La volontà di separare Heidegger dalle tendenze postumaniste conduce a una caratterizzazione scorretta dell’antiumanismo heideggeriano come «iper-umanistica» e posta a difesa della «dignità umana» (pp. 156-157), interpretazione smentita in parte dallo stesso autore quando deplora Heidegger per l’assenza nella sua filosofia di un’etica, assenza testimoniata anche dal suo «pronunciarsi contro i valori umanistici tradizionali e in genere contro ogni tipo di valore» (p. 164), ai quali Heidegger contrappone una difesa della “dignità” umana che non ha però nulla a che fare con un qualsiasi primato antropocentrico.

Ancora: l’amore di polemica induce in molte pagine Gorgone a rimproverare le tesi postumaniste di continuità con l’umanismo, affermando tra l’altro che «i germi del postumanismo, si ritrovano, dunque, già nella tradizione umanistica» (p. 173) e in questo modo rendendo confuso e poco comprensibile l’oggetto stesso della sua indagine.

Si tratta di errori, incomprensioni e arbitri ermeneutici che derivano dal permanere di una concezione di fondo, la quale non viene mai discussa ma che è data in ogni pagina per ovvia: la separazione ontologica tra l’umano e l’animale, come se alla parola “animale” corrispondesse davvero qualcosa e non fosse invece da sempre una parola pensata per il dominio, uno strumento linguistico fondamentale per la pretesa separativa umana, un concetto insieme includente ed escludente.

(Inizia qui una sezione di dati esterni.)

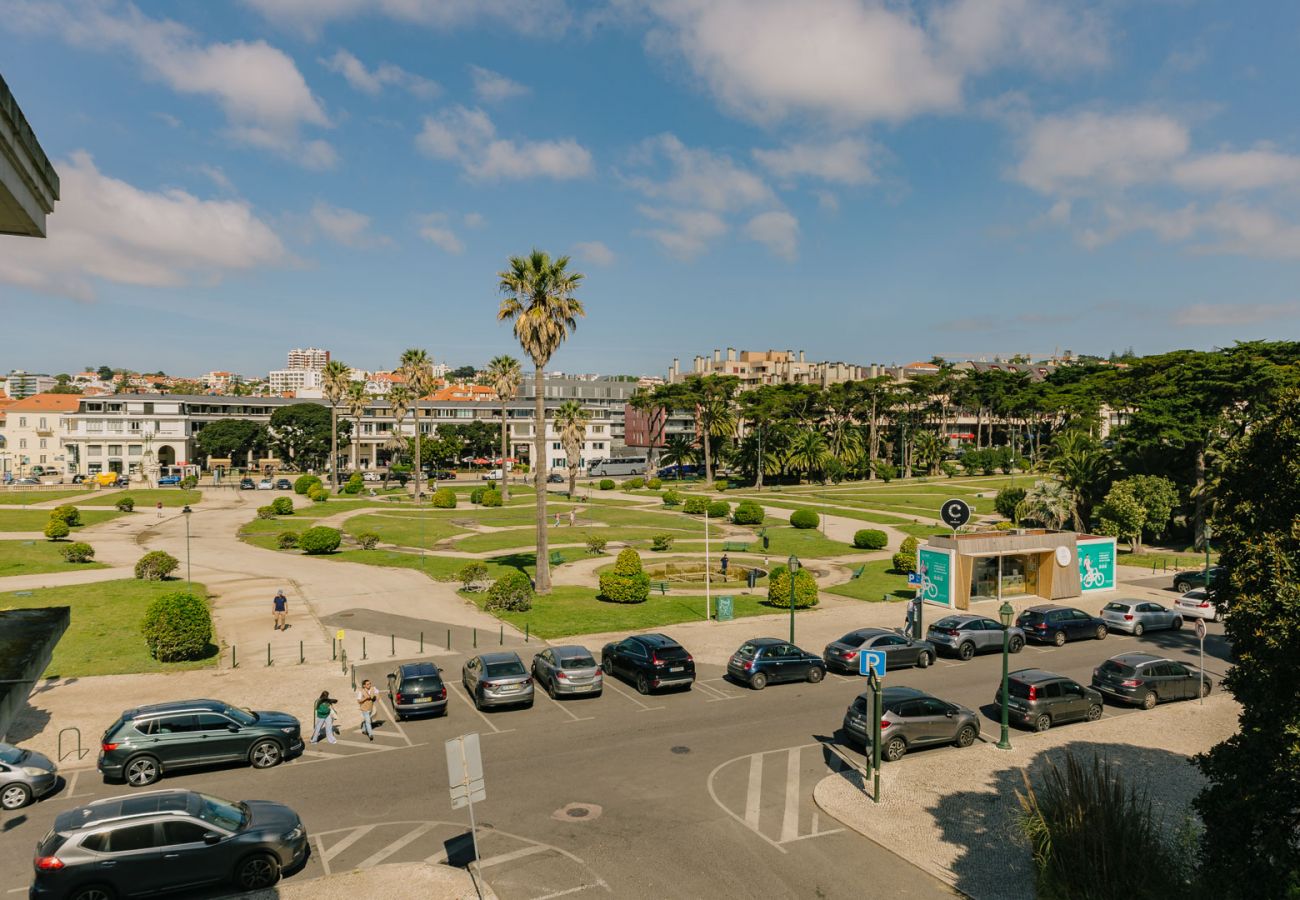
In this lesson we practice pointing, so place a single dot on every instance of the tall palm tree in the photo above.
(416, 367)
(540, 301)
(503, 377)
(334, 379)
(571, 420)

Includente tutto ciò che vivendo soffre ma non è umano e che, se ne deduce, può pertanto diventare strumento, sacrificio, cibo, vittima del signore umano. Escludente dal proprio perimetro semantico una sola specie, la nostra. L’enorme differenza tra le specie è irriducibile a schemi e gerarchie – un gorilla è evidentemente assai più vicino a Homo sapiens di una zanzara – ed è la dimostrazione che l’animalità è una galassia composta da miliardi di stelle, tutte accomunate e tutte diverse, dentro la quale l’umano costituisce un astro tra gli altri, con le sue potenzialità, con i suoi poteri e con i suoi limiti. Animale è un significante al quale non corrisponde un’accezione biologica ma un significato politico.

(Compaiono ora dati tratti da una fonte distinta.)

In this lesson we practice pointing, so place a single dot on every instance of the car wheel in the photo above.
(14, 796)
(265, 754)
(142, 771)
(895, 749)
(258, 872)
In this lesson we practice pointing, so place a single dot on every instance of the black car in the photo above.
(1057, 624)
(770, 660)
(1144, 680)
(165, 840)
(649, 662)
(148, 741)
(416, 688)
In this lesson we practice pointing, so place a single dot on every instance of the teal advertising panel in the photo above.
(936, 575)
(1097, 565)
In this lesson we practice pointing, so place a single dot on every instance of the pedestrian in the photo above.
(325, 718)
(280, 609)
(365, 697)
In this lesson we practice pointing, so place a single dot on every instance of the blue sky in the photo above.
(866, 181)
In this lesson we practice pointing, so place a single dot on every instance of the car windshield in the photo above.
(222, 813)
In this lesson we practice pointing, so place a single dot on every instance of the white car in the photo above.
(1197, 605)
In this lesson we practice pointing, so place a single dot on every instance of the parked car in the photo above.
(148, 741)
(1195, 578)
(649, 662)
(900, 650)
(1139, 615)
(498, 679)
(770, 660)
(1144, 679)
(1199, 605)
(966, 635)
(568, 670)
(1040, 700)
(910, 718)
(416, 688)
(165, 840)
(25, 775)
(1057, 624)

Il limite fondamentale del libro sta qui, abita nel dogma di questa separazione. Eppure le belle pagine dedicate alla metamorfosi in Goethe avrebbero potuto costituire una salvaguardia da tali cadute. Vi si legge infatti della inseparabilità nei viventi e nelle piante di Vis centrifuga – differenza – e Vis centripeta – identità. La metamorfosi non assimila né separa ma trasforma. Ogni metamorfosi è forma ed espressione del metabolismo per il quale «la dipendenza dall’ambiente esterno si coniuga, quindi, con l’indipendenza dell’organismo che possiede in sé il principio formale con cui la materia assimilata deve essere riorganizzata al suo interno» (p. 225).

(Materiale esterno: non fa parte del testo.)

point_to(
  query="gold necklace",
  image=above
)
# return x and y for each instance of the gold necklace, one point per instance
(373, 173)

Questa dinamica di identità e differenza inseparabili accomuna tutti i viventi e sta a fondamento non solo della filosofia di Goethe ma anche di quella di Heidegger e del postumanismo di Roberto Marchesini. Ed è una delle ragioni per le quali la distinzione radicale tra umano e animale – come se l’umano non fosse forma ed espressione della comune animalità – appare ed è priva di significato.